Or has 'definition', like 'what a thing is', several meanings?
'What a thing is' in one sense means substance and the 'this', in
another one or other of the predicates, quantity, quality, and the
like. For as 'is' belongs to all things, not however in the same
sense, but to one sort of thing primarily and to others in a secondary
way, so too 'what a thing is' belongs in the simple sense to
substance, but in a limited sense to the other categories. For even of
a quality we might ask what it is, so that quality also is a 'what a
thing is',-not in the simple sense, however, but just as, in the
case of that which is not, some say, emphasizing the linguistic
form, that that is which is not is-not is simply, but is non-existent;
so too with quality.
We must no doubt inquire how we should express ourselves on each
point, but certainly not more than how the facts actually stand.
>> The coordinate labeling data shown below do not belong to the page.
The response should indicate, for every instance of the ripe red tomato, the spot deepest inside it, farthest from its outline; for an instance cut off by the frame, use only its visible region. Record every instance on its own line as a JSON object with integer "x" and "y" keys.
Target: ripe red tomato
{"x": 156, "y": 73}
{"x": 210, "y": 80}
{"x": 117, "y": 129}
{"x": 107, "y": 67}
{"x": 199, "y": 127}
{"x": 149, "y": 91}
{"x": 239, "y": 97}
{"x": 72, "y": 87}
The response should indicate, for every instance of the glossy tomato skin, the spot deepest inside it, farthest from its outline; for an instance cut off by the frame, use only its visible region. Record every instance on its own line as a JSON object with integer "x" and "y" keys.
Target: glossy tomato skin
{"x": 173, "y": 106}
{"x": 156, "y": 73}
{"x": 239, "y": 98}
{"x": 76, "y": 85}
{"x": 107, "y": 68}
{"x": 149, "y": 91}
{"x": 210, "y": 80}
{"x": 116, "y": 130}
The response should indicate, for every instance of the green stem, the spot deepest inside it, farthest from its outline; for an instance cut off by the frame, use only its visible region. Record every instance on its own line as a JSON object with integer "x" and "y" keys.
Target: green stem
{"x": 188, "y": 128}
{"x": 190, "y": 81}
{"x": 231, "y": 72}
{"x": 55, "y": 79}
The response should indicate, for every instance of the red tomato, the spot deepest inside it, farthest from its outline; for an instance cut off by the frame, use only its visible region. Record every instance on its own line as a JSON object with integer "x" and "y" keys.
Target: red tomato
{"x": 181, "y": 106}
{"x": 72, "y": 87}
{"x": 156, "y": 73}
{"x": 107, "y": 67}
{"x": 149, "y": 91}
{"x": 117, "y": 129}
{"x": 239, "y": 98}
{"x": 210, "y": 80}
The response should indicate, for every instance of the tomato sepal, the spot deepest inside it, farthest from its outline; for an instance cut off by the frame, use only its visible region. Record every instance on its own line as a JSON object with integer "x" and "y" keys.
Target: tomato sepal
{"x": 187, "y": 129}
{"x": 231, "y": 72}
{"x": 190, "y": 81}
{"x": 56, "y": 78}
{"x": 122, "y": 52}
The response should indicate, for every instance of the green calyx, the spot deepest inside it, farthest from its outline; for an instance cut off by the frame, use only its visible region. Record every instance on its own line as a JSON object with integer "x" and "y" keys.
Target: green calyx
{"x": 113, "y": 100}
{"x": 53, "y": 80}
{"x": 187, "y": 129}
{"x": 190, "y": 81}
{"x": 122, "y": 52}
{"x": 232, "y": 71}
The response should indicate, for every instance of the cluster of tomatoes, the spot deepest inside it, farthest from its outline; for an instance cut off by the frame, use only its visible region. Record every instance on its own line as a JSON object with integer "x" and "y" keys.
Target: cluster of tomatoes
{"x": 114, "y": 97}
And
so now also, since it is evident what language we use, essence will
belong, just as 'what a thing is' does, primarily and in the simple
sense to substance, and in a secondary way to the other categories
also,-not essence in the simple sense, but the essence of a quality or
of a quantity. For it must be either by an equivocation that we say
these are, or by adding to and taking from the meaning of 'are' (in
the way in which that which is not known may be said to be known),-the
truth being that we use the word neither ambiguously nor in the same
sense, but just as we apply the word 'medical' by virtue of a
reference to one and the same thing, not meaning one and the same
thing, nor yet speaking ambiguously; for a patient and an operation
and an instrument are called medical neither by an ambiguity nor
with a single meaning, but with reference to a common end.